Nonetheless, the way other processes are changing weighs as strongly on Van Sant’s mind as it does old collaborators like Damon and Affleck. When we catch up with Van Sant, it is shortly after comments were shared by Affleck and Damon about the ways Netflix has changed storytelling, including on their very own Rip. In effect, they seemed to suggest, we might be seeing the language of cinema shift.

“There’s a lot of observations to be made because of the streaming business and technology affecting cinema,” Van Sant considers. “I’m a big fan of a book called A Million and One Nights [by Terry Ramsaye], which was written in the 1920s. It’s kind of explaining the birth of cinema and the advent of sound, and how that affected the form. There was then an addendum to the book when sound came along, and it was about the change that happened between silent and sound films.

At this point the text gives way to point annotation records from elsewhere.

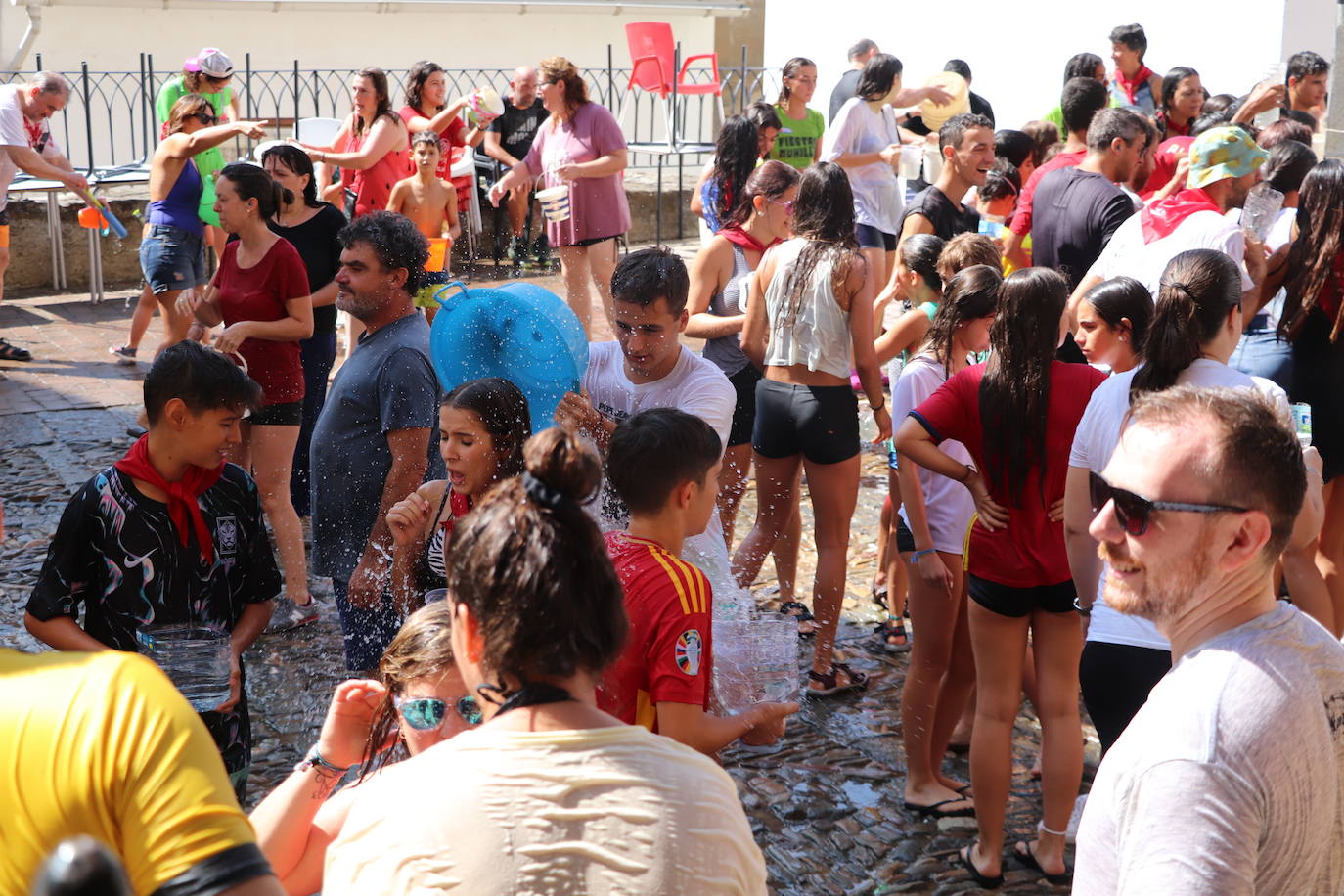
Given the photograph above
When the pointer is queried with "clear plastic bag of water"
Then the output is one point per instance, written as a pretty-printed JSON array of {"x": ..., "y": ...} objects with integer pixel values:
[{"x": 194, "y": 657}]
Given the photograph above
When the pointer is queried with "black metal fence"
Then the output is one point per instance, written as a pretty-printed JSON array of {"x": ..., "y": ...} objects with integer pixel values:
[{"x": 111, "y": 121}]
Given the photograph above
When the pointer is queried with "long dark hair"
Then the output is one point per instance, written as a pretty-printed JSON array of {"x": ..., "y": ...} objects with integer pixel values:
[
  {"x": 1320, "y": 238},
  {"x": 1015, "y": 389},
  {"x": 973, "y": 293},
  {"x": 1199, "y": 288},
  {"x": 734, "y": 160},
  {"x": 770, "y": 180},
  {"x": 824, "y": 216}
]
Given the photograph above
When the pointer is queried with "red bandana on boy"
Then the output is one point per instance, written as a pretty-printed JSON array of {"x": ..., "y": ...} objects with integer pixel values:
[
  {"x": 1159, "y": 219},
  {"x": 183, "y": 503}
]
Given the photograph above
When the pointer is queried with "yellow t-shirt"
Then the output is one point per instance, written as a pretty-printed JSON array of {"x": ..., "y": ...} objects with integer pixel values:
[{"x": 103, "y": 744}]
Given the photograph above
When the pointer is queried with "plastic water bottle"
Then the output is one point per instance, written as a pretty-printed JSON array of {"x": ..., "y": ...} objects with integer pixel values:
[{"x": 194, "y": 657}]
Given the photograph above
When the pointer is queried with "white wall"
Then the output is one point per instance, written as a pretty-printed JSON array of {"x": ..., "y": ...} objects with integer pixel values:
[{"x": 1017, "y": 51}]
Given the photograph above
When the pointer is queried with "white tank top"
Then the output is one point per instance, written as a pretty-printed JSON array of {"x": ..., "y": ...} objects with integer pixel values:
[{"x": 818, "y": 334}]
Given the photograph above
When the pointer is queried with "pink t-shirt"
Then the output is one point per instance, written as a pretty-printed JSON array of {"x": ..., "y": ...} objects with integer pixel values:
[{"x": 597, "y": 204}]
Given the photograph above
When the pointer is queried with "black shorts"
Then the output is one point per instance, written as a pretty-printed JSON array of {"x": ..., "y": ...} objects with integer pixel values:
[
  {"x": 819, "y": 422},
  {"x": 287, "y": 414},
  {"x": 743, "y": 411},
  {"x": 1008, "y": 601},
  {"x": 870, "y": 237}
]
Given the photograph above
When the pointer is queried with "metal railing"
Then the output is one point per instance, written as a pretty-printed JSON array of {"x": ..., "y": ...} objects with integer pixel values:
[{"x": 109, "y": 121}]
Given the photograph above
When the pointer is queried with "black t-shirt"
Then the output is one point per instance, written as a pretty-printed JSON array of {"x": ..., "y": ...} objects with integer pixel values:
[
  {"x": 516, "y": 126},
  {"x": 1074, "y": 214},
  {"x": 942, "y": 214},
  {"x": 317, "y": 246}
]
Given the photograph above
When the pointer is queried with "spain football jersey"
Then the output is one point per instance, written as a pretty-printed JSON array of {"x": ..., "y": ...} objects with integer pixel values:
[{"x": 667, "y": 655}]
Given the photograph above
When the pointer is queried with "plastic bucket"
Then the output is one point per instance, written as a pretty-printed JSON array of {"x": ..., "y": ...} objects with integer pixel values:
[{"x": 556, "y": 203}]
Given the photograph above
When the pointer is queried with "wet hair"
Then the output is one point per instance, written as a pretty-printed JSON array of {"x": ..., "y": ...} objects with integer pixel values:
[
  {"x": 1002, "y": 180},
  {"x": 395, "y": 242},
  {"x": 736, "y": 155},
  {"x": 202, "y": 378},
  {"x": 770, "y": 179},
  {"x": 1013, "y": 146},
  {"x": 823, "y": 214},
  {"x": 919, "y": 252},
  {"x": 1110, "y": 124},
  {"x": 383, "y": 107},
  {"x": 877, "y": 76},
  {"x": 656, "y": 452},
  {"x": 1320, "y": 238},
  {"x": 297, "y": 161},
  {"x": 955, "y": 130},
  {"x": 1254, "y": 460},
  {"x": 560, "y": 70},
  {"x": 1080, "y": 101},
  {"x": 963, "y": 250},
  {"x": 1197, "y": 291},
  {"x": 531, "y": 565},
  {"x": 1015, "y": 388},
  {"x": 973, "y": 293},
  {"x": 790, "y": 70},
  {"x": 251, "y": 182},
  {"x": 1287, "y": 165},
  {"x": 1131, "y": 36},
  {"x": 650, "y": 274},
  {"x": 1281, "y": 130},
  {"x": 1082, "y": 65},
  {"x": 1118, "y": 298},
  {"x": 423, "y": 648},
  {"x": 1045, "y": 135},
  {"x": 416, "y": 78},
  {"x": 503, "y": 411}
]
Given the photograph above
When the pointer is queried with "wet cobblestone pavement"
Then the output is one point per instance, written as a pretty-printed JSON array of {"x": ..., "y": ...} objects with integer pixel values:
[{"x": 826, "y": 808}]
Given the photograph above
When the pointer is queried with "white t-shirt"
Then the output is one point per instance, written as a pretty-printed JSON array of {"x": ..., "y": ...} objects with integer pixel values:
[
  {"x": 946, "y": 503},
  {"x": 858, "y": 129},
  {"x": 694, "y": 385},
  {"x": 1230, "y": 780},
  {"x": 1128, "y": 255},
  {"x": 1095, "y": 442},
  {"x": 14, "y": 132},
  {"x": 617, "y": 812}
]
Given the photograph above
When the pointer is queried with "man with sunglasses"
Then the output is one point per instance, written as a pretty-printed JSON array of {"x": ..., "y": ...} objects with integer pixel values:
[{"x": 1232, "y": 776}]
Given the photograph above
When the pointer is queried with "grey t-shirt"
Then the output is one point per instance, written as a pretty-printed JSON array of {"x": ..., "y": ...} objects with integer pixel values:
[
  {"x": 387, "y": 384},
  {"x": 1230, "y": 780}
]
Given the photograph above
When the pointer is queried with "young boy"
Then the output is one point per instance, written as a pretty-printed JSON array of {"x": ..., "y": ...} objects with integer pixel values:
[
  {"x": 665, "y": 464},
  {"x": 169, "y": 533},
  {"x": 428, "y": 203}
]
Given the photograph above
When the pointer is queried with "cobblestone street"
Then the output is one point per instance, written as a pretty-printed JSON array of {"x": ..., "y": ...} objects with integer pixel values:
[{"x": 826, "y": 808}]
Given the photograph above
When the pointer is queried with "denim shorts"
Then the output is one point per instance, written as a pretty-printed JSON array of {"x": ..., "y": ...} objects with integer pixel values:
[{"x": 172, "y": 258}]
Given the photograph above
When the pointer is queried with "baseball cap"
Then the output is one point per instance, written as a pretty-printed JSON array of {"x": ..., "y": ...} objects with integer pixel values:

We’re sort of going through that again with this technology change.”

Van Sant makes special note of how the format of film exhibition was always dictated, for better or worse, by commercial interests.

Says the director, “The reason I think that films were projected in the first place was that they were like originally on [kinetoscopes] or nickelodeons, which was a small screen that you would see in like an arcade or a shopping area. People would look at little passion plays on a small screen, and it was on a small screen because they didn’t really know how to project film without burning it. It would melt. So when they figured out how to [exhibit it in a larger format], it made sense business-wise that every time you showed it, to fit in as many people as you could. It made sense to have a crowd and to make it like a play, and now it makes a different sense to be able to send it to everyone’s personal computers. It’s a different technology.”

He continues, “We’re living in a different age where we don’t necessarily gather in the same place. So I don’t know if it’s good or bad, but I don’t think that people knew if it was good or bad when it was created. It was a business, and the businesses are usurping how we are used to cinema.”